Another evidence of the migration of haplogroup D from the Indian Ocean to Japan is that Tamil language (from Tamil Nadu in South India) also bears some uncanny similarities with Japanese language. Naturally, these languages having evolved separately for maybe 40,000 years, only a tiny fraction of the common roots have subsisted, but enough to confirm that such a common origin might indeed have existed, in a very distant past.
Japanese matsuri (festivals) resemble so much Balinese ones that one could wonder if one was not copied from the other. During cremations in Bali, the dead body is carried on a portable shrine, very much in the way that the Japanese carry their mikoshi. Balinese funerals are joyful and people swinging the portable shrine in the streets and making loud noise to scare the evil spirits. Basically, Balinese religion is a form of Hinduism that has incorporated the aborigenal animist religion. Japanese Shintoism is also a variety of animism, and is practised side-by-side with Buddhism, a religion derived from Hinduism (Buddha himslef was born a Hindu). There are lots of other cultural similarities between ancient cultures of Indonesia and Japan. For example, both Balinese temples and Japanese shrines, as well as traditional Japanese and Balinese houses have a wall surrounding them, originally meant tp prevent evil spririts from penetrating the property. Despite the radical changes that Indonesian culture underwent after the introduction of Islam and Christianity, and the changes that Buddhism brought to Japan, it is still possible to observe clear similarities between the supposed original prehistoric cultures of the two archipelagoes.
The Korean connection
Japanese and Korean languages are both classified by linguists as Altaic languages, along with Mongolic, Tungusic and Turkic, among others. Nevertheless, Japanese is so distant from Mongolic and Turkic than the similarities are hardly more evident than those with Indonesian or even Tamil.

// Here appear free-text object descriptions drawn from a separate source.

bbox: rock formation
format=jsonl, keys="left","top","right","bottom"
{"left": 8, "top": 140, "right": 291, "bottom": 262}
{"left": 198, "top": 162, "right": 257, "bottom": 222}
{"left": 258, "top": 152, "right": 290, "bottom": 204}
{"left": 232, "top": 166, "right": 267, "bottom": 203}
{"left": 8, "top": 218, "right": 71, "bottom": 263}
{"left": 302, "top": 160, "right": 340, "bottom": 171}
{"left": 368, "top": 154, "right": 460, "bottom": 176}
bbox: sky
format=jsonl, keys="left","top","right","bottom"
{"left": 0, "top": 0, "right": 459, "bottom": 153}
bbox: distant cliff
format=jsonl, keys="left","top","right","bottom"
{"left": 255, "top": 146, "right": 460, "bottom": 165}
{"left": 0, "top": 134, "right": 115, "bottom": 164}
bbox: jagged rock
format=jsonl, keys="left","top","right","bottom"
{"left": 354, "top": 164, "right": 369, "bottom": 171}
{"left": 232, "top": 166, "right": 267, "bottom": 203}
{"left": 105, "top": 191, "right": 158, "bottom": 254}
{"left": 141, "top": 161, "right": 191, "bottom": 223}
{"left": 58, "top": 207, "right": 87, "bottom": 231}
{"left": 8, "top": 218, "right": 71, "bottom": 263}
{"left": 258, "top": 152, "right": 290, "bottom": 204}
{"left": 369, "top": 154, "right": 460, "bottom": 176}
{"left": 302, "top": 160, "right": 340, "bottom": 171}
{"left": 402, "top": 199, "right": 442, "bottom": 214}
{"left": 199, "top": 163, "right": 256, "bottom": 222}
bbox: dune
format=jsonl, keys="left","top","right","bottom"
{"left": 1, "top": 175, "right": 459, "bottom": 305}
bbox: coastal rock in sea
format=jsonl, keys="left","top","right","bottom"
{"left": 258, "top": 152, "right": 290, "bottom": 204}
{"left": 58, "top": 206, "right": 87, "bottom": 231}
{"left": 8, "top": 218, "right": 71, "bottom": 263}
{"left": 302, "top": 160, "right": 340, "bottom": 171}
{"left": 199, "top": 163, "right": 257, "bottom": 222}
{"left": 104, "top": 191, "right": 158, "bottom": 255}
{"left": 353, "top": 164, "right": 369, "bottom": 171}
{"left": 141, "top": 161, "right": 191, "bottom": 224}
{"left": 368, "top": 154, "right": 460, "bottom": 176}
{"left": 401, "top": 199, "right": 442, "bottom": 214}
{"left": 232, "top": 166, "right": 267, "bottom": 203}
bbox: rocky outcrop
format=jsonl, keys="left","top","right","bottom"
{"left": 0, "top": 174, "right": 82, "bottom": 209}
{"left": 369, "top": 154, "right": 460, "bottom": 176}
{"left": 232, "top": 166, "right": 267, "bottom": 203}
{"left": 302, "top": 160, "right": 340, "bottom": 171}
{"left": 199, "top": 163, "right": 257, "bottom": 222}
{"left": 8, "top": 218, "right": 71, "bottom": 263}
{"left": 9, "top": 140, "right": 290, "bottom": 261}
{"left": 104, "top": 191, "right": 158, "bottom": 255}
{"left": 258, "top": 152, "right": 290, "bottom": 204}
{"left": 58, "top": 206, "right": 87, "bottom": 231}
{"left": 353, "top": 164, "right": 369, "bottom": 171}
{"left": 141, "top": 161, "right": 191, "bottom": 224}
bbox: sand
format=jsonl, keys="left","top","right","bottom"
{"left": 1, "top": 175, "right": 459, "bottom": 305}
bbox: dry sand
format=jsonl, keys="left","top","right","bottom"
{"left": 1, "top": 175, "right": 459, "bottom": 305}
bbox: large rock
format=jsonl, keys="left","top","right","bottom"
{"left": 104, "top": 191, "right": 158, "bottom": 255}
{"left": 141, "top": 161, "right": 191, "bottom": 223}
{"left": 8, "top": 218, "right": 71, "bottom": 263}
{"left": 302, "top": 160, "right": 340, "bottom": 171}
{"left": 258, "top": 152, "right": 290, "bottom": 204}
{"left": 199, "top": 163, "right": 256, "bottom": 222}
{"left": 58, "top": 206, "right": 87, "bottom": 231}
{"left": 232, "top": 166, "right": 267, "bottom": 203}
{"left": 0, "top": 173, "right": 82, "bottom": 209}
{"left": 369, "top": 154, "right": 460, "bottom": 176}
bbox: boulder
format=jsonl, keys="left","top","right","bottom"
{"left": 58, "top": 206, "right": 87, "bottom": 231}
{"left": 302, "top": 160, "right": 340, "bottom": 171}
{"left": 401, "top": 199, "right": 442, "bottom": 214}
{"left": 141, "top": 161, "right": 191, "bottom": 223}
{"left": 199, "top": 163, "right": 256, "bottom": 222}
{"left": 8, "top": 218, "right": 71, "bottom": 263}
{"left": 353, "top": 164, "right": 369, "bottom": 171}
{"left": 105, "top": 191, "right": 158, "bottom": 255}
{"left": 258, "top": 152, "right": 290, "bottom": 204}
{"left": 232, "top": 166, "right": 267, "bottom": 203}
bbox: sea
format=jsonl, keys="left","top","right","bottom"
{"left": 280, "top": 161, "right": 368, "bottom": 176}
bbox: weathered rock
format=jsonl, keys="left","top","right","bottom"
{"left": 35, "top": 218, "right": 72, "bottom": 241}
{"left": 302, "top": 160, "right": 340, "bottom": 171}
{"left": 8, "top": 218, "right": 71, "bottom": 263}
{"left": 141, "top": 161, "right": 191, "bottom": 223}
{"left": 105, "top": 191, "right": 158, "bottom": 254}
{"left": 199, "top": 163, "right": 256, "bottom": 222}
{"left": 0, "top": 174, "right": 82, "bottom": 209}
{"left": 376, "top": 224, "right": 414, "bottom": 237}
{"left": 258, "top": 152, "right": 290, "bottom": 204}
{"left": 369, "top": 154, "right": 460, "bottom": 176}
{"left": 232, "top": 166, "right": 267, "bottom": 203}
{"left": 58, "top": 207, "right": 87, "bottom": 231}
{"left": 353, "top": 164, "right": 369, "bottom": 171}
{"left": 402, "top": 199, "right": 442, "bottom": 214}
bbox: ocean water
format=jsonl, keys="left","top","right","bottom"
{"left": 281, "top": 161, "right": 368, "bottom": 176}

Korean language, however, is much closer to Japanese. The grammar is very similar, and both have imported about half of their vocabulary from Chinese, which makes these three languages almost mutually understable in the written form, thanks to Chinese characters (rarely used in Korea nowadays, except in place names). Native Korean and Japanese words are often related when comparing Old Korean and Old Japanese, but few of them are really obvious to modern speakers.
Mindset and values in Japan and South Korea are deeply intertwined, thanks to the strong influence of Confucianism, Taoism and Buddhism in both countries. This is obvious from the corporate culture (e.g. discipline, seniority system), the strict politeness system, or the Taoist/Buddhist value of simplicity and humility. These cultural aspects all ultimately stem from China.

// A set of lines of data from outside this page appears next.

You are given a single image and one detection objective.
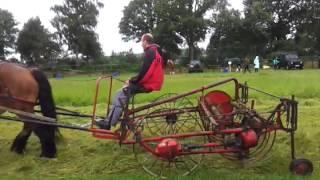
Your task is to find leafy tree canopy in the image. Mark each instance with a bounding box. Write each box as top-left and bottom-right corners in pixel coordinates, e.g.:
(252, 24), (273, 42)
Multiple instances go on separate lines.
(17, 17), (60, 65)
(0, 8), (18, 59)
(51, 0), (104, 60)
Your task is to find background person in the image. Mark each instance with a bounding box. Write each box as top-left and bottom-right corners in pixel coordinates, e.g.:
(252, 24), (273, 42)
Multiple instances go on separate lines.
(243, 56), (251, 73)
(167, 59), (175, 75)
(272, 57), (279, 69)
(228, 60), (232, 72)
(254, 56), (260, 72)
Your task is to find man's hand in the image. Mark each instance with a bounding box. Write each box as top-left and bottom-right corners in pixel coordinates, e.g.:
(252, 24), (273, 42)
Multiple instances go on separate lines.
(125, 79), (130, 86)
(122, 79), (130, 88)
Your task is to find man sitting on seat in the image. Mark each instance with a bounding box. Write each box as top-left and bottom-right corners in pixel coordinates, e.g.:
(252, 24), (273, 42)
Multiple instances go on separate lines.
(96, 33), (166, 130)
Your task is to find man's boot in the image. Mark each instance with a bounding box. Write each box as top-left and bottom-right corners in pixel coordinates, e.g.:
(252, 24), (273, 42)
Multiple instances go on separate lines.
(95, 119), (111, 130)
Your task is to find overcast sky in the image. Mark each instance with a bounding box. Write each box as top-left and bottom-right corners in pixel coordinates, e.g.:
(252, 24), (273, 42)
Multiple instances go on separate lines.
(0, 0), (243, 57)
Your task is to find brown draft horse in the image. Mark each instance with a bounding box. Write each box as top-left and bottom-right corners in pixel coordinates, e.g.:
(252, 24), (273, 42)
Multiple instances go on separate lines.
(0, 62), (58, 158)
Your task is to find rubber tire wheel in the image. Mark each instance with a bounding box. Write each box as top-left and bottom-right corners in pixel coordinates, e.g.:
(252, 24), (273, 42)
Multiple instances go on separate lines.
(289, 159), (313, 176)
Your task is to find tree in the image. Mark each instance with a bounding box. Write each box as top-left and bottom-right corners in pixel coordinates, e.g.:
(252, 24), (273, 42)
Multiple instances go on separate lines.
(242, 0), (272, 55)
(207, 0), (320, 62)
(119, 0), (157, 42)
(152, 21), (183, 58)
(17, 17), (60, 65)
(257, 0), (320, 54)
(0, 9), (18, 59)
(119, 0), (182, 57)
(119, 0), (221, 61)
(292, 0), (320, 54)
(254, 0), (296, 53)
(207, 0), (275, 65)
(206, 9), (245, 64)
(265, 1), (292, 41)
(244, 0), (320, 54)
(172, 0), (221, 61)
(51, 0), (104, 60)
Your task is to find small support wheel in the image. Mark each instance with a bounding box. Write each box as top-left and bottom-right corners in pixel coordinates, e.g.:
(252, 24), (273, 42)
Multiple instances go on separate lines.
(134, 139), (203, 178)
(289, 159), (313, 176)
(133, 117), (205, 178)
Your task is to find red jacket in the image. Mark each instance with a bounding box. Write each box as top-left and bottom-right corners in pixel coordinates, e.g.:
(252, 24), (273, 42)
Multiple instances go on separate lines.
(130, 44), (164, 92)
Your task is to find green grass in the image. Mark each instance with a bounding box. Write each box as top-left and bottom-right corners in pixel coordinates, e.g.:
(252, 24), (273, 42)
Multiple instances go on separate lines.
(51, 70), (320, 106)
(1, 69), (320, 179)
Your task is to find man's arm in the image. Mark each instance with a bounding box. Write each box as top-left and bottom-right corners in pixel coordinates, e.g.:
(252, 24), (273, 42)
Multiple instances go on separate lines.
(130, 49), (155, 84)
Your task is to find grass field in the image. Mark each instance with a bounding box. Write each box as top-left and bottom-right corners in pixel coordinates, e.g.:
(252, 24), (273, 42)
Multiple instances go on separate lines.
(0, 69), (320, 179)
(50, 69), (320, 106)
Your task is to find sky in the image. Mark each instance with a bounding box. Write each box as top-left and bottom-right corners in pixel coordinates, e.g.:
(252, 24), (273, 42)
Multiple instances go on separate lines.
(0, 0), (243, 57)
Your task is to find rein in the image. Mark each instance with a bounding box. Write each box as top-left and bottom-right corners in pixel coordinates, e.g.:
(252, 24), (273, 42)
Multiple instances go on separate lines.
(0, 95), (37, 109)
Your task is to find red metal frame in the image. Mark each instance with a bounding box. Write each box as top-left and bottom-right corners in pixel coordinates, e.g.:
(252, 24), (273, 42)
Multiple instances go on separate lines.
(89, 78), (240, 141)
(88, 76), (299, 163)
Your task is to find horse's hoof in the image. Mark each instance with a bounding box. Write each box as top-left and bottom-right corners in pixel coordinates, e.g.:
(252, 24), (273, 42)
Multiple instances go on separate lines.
(40, 156), (58, 161)
(13, 152), (25, 156)
(11, 148), (25, 155)
(39, 156), (57, 161)
(40, 152), (57, 159)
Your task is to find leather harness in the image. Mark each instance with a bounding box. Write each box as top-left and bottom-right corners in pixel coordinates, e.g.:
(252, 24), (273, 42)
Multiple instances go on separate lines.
(0, 83), (37, 109)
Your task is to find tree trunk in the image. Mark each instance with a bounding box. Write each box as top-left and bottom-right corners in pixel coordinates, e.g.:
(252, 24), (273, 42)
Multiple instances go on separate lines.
(75, 45), (80, 67)
(0, 45), (5, 59)
(188, 43), (195, 62)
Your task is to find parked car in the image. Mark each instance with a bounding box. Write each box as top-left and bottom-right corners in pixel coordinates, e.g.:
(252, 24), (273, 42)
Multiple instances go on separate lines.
(188, 60), (204, 73)
(276, 52), (303, 70)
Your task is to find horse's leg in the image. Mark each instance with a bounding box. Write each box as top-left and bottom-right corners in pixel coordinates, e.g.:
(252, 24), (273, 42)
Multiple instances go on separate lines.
(33, 125), (56, 158)
(11, 122), (32, 154)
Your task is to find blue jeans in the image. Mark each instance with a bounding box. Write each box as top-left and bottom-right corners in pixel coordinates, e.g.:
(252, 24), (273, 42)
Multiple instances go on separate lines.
(107, 83), (146, 126)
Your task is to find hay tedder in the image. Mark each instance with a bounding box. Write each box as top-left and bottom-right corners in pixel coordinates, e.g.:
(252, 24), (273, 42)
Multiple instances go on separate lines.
(0, 77), (313, 178)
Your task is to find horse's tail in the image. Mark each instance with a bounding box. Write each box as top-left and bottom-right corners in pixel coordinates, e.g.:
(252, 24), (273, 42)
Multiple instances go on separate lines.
(31, 69), (56, 119)
(31, 69), (61, 138)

That's why Japan and Korea are considered branches of the Chinese civilisation.
The Japanese colonisation of Korea (1895-1945) has left of a lot of resentment on the Korean side and a sense of superiority mixed with repressed shame and denial on the Japanese side. This is why both Koreans and Japanese are often reluctant to admit their similitudes. However, thanks to natural affinities in sensitivities and tastes, South Korea and Japan appear to be culturally closer as ever nowadays.